Rio baru saja beberapa
langkah keluar dari gerbang putih rumah mewah Ify, saat dua telaga beningnya
menangkap sosok yang sangat ia rindukan sekaligus ia benci. Sosok itu balas
menatap Rio dengan pandangan hampa, ia membawa beberapa tangkai bunga yang
sepertinya baru dibeli dari sebuah florish. Dia Shilla.
Rio berjalan ke arah Shilla yang berdiri
diam di tempatnya, “hai,” sapa Rio terdengar sinis.
Shilla mendelik, “Hai,” katanya, pendek.
Kemudian ada jeda yang cukup lama. Kedua
terdiam seakan sibuk dengan pikirannya masing-masing.

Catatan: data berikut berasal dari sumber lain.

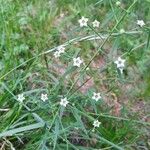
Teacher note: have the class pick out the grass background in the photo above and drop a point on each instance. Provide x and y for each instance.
(28, 32)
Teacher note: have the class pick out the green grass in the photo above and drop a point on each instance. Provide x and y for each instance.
(30, 32)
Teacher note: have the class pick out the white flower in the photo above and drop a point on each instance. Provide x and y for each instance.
(96, 96)
(77, 61)
(96, 123)
(61, 49)
(96, 23)
(140, 23)
(120, 63)
(44, 97)
(20, 98)
(56, 54)
(64, 102)
(83, 21)
(118, 3)
(122, 31)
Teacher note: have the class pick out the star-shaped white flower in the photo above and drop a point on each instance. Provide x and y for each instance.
(96, 96)
(140, 23)
(64, 102)
(56, 54)
(120, 62)
(44, 97)
(77, 61)
(83, 21)
(61, 49)
(122, 31)
(96, 123)
(96, 23)
(118, 3)
(20, 98)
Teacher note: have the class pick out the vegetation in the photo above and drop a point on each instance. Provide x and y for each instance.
(67, 83)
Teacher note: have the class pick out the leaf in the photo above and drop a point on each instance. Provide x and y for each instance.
(21, 129)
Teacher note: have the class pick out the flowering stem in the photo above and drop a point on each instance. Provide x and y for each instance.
(104, 42)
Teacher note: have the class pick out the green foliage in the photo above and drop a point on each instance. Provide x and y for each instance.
(30, 33)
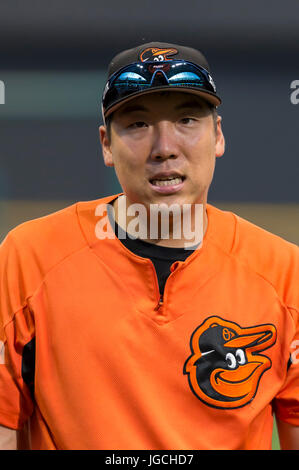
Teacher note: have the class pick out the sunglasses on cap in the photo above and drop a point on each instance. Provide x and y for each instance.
(142, 76)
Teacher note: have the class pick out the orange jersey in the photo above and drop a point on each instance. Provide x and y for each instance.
(114, 368)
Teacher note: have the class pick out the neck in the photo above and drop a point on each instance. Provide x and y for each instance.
(163, 227)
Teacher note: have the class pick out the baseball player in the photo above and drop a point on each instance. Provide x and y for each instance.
(137, 342)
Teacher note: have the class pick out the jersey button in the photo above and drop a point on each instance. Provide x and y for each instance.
(175, 265)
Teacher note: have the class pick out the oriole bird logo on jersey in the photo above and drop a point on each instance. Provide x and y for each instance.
(226, 364)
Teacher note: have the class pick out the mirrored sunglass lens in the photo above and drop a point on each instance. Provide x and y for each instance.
(186, 78)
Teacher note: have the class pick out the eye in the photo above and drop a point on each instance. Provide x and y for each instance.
(231, 360)
(240, 355)
(187, 120)
(137, 125)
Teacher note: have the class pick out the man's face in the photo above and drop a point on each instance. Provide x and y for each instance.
(161, 136)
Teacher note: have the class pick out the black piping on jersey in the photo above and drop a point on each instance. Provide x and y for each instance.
(162, 257)
(28, 365)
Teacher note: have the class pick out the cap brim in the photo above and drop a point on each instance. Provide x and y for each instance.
(207, 96)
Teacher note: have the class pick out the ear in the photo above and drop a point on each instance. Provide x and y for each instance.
(106, 146)
(220, 141)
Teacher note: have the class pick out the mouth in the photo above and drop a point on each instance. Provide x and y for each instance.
(167, 183)
(239, 382)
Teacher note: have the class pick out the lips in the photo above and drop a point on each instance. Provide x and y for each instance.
(167, 182)
(167, 179)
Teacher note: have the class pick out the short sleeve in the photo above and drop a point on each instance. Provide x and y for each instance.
(286, 403)
(16, 330)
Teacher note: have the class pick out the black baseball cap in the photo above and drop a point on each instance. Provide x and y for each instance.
(157, 53)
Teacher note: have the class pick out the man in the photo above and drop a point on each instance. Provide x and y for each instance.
(113, 340)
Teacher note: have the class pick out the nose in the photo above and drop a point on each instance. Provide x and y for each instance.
(164, 143)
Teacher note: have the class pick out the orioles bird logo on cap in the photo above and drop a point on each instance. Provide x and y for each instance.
(157, 54)
(226, 366)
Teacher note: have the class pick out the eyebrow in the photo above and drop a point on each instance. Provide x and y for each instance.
(185, 105)
(132, 109)
(189, 105)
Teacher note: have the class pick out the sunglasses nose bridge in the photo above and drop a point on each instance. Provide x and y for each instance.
(159, 77)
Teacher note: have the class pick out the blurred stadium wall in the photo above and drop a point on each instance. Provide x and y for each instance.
(53, 57)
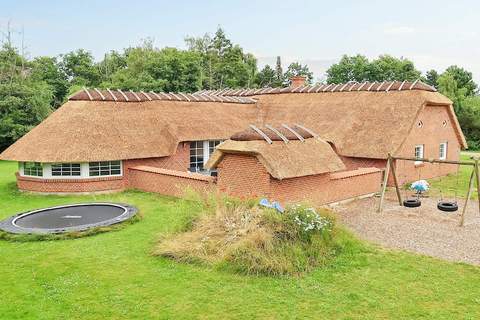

“Kita perlu bicara,” ucap keduanya
secara bersamaan.
Rio dan Shilla
sepertinya mulai sadar bahwa sikap saling diam seribu bahasa seperti yang
mereka lakukan terhadap satu sama lain belakangan ini, tidak akan menyelesaikan
permasalahan di antara keduanya. Mereka harus saling bicara, saling memberi dan
menerima penjelasan.
“Silakan lo duluan,” ujar Rio.
“Disini?” tanya Shilla ragu. Apakah
mereka harus saling bicara di pinggir jalan seperti ini?
“Disini atau enggak sama sekali,” jawab
Rio.
Shilla mengerut kening.
Betul-betul tidak mengerti, mengapa malah pemuda ini yang marah-marah
terhadapnya. Bukan kah hak untuk marah-marah seharusnya ada pada Shilla, yang
dibiarkan menunggu sendiri berjam-jam di malam hari.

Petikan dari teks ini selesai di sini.